Speaking on CNBC in the US, the Intel boss claimed that the technology is simply too "infant" to be pushed through regulatory bodies. Krzanich's intervention follows on from calls by other technology industry leaders urging regulation.
Elon Musk, CEO of Tesla and SpaceX, is one of the most prominent figures warning about the dangers posed by the technology. He says it could lead to World War III.
And English physicist Stephen Hawking believes that if AI is left unchecked, it could result in the end of human civilisation in the future.
"AI is only going to go into applications that we allow it to go into... it's in its infancy," he told CNBC in a TV interview at the Web Summit conference in Lisbon.

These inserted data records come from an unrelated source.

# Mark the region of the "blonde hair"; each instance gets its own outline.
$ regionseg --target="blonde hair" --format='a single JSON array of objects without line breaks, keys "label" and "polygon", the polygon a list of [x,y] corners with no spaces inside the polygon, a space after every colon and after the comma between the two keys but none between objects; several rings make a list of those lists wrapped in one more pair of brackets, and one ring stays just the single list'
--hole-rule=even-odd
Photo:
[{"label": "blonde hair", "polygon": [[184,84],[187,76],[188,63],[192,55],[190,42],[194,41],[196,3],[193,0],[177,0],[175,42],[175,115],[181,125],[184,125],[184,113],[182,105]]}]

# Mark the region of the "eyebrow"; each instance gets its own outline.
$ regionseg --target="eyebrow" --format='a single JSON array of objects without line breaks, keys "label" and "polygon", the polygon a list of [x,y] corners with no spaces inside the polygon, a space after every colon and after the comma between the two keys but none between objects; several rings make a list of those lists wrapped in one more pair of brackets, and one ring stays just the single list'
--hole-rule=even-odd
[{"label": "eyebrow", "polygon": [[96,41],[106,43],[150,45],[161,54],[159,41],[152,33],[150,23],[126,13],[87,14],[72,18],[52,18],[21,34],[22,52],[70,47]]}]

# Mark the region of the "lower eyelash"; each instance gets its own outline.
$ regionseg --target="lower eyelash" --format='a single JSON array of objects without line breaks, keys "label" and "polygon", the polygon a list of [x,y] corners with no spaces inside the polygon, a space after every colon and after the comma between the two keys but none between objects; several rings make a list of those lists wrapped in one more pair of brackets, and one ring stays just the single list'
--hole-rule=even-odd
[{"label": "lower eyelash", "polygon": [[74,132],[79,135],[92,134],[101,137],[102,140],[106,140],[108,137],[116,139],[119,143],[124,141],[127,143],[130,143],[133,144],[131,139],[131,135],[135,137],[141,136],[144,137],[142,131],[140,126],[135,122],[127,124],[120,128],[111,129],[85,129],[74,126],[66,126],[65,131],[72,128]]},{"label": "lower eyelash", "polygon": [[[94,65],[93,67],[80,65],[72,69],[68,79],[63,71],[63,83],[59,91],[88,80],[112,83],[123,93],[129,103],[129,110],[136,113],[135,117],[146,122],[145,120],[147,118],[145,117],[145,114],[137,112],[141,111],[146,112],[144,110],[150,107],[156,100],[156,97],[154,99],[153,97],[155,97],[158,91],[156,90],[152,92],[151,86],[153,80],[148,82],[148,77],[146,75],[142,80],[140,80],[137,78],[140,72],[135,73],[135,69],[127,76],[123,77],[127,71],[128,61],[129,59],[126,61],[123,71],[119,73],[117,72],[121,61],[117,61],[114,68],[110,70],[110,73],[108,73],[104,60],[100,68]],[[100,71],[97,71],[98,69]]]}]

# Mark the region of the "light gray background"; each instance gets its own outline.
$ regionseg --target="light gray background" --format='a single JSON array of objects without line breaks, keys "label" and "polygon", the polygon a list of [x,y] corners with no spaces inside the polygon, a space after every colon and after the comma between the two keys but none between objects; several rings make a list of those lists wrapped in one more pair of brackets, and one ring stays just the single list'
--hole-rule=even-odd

"It would be too early to do any kind of regulation today. What would you regulate around artificial intelligence today? We need to foster the innovation and allow it to grow. We are at the beginning stages of artificial intelligence."
He believes that AI isn't the massive existential threat that many have suggested, especially in terms of jobs. "Every time there has been a big shift in technology, go back to cars or airplanes, people thought the industries were going to die, people were going to be out of work," he said.
"What happened is it shifted and it actually augmented and allowed even more jobs, more opportunity, more commerce and so AI is going to do the same thing.
"It doesn't mean there are less skilled workers, it means they are able to focus and we're able to treat more people. We're able to serve more of mankind with the skills that we have."
Governments and organisations around the world are already developing laws to regulate AI and robotics. In February, the European Parliament drafted laws to ensure the technology doesn't get out of control
Ray Chohan, senior vice president of corporate strategy at PatSnap, said: "Government regulations can play a huge part in governing the decisions of companies' R&D investment.
"For example, artificial intelligence patents that concern ethics or morality saw a spike in 2014, a year in which the GDPR was being widely discussed in the EU, particularly around the ‘right to be forgotten'.
"As regulation like the GDPR comes into play, we are likely to continue to see an increase in innovation in this area, as new technologies are dreamed up to better deal with personal data in an ethical manner."